Charlie Horolage has some unique problems. For one, his apartment is covered with sticky notes to help his mother remember his name. Teachers never notice him, and what’s worse, girls don’t either. It’s like he’s invisible. One day just after his 16th birthday when he’s in downtown Philadelphia, he sees a strange clockwork man who tries to kill him. The man begins to chime like a clock, and then underneath him, a strange swirling hole opens up. Charlie follows him into the hole, and ends up in London in 1725.
In London, he sees a young Ben Franklin working in a printing shop and hooks up with a girl named Yvaine and a rag-tag band of cutthroat thieves. He is introduced to squalor and mess of a time when the world was one’s toilet, and to drink water was to take one’s life in one’s hands. He begins to fall for Yvaine, but she’s a girl who comes with issues–her illegitimate son with Franklin, her relationship with the leader of the gang, who doesn’t take kindly to romantic competition.
Charlie comes to realize Yvain is a time-traveler herself. However, she can only go forward in time, and he can only go backwards.

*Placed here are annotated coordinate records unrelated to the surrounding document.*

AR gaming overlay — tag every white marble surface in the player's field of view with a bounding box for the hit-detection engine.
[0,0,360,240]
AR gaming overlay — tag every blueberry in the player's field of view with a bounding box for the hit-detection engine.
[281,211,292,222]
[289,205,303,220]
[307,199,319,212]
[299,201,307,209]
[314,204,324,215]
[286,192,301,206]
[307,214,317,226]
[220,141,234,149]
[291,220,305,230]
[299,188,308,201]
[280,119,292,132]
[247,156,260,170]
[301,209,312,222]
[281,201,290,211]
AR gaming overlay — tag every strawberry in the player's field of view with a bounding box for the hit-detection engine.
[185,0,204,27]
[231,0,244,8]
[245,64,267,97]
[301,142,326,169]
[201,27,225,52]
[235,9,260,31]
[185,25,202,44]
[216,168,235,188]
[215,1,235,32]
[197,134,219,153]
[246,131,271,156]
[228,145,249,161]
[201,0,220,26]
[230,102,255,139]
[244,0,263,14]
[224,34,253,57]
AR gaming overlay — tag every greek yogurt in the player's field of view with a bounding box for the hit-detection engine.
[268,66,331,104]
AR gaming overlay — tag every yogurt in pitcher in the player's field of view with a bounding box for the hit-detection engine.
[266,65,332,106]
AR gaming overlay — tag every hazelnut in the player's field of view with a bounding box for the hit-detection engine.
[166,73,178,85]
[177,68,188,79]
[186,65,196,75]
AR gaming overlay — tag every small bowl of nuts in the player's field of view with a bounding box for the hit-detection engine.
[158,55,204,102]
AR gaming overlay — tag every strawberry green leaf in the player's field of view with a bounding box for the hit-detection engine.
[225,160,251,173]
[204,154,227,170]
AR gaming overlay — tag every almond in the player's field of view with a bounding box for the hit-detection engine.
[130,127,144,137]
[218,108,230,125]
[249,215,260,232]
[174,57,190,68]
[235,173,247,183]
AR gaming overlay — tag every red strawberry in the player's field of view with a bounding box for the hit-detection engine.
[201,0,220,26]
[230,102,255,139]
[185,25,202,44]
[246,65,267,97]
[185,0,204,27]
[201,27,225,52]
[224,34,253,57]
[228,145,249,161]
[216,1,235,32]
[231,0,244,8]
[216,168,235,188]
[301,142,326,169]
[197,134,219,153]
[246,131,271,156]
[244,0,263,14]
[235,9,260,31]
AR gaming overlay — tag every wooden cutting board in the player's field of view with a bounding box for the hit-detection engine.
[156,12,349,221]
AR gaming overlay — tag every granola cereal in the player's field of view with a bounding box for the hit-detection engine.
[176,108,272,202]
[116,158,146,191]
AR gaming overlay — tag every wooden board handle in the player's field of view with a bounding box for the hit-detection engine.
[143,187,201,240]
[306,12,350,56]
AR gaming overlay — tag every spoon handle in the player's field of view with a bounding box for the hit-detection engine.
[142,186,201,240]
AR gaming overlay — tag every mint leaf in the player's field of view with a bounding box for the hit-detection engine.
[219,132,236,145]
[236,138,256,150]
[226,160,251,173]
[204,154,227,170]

Meanwhile they, and all other time travelers (including Charlie’s father and aunt), are in constant danger from the clockwork men, who can also time travel, and whose mission is to destroy them. Yvain’s parents, both of whom were travelers, were killed in front of her by the same clockwork man who led Charlie to London.
When Franklin is killed in a botched robbery, Yvain and Charlie escape (if they travel together, they can go backwards or forwards) to the France of 1807, where they meet Yvain’s grandfather and experience a “Time quake” which means they have somehow changed history. Sure enough, when they arrive in Philadelphia of 2011, they find a world completely unlike the one Charlie knew and loved. Electricity was never discovered, slavery still exists, and clockwork things are everywhere. Independence Hall shows paintings of the hangings of George Washington, Thomas Jefferson, and other rebels, and King Charles (i.e. the one we know as Prince Charles now) is celebrating his Silver Jubilee. Charlie and Yvain conceive a daring plan–they will go back in time to prevent Franklin’s death and change history back. Charlie’s father doesn’t think it will work, but the two teens are determined to try.
Untimed is definitely for older teens. There are several sex scenes and in 18th-century London where the water was far from clean, young Charlie gets drunk several times.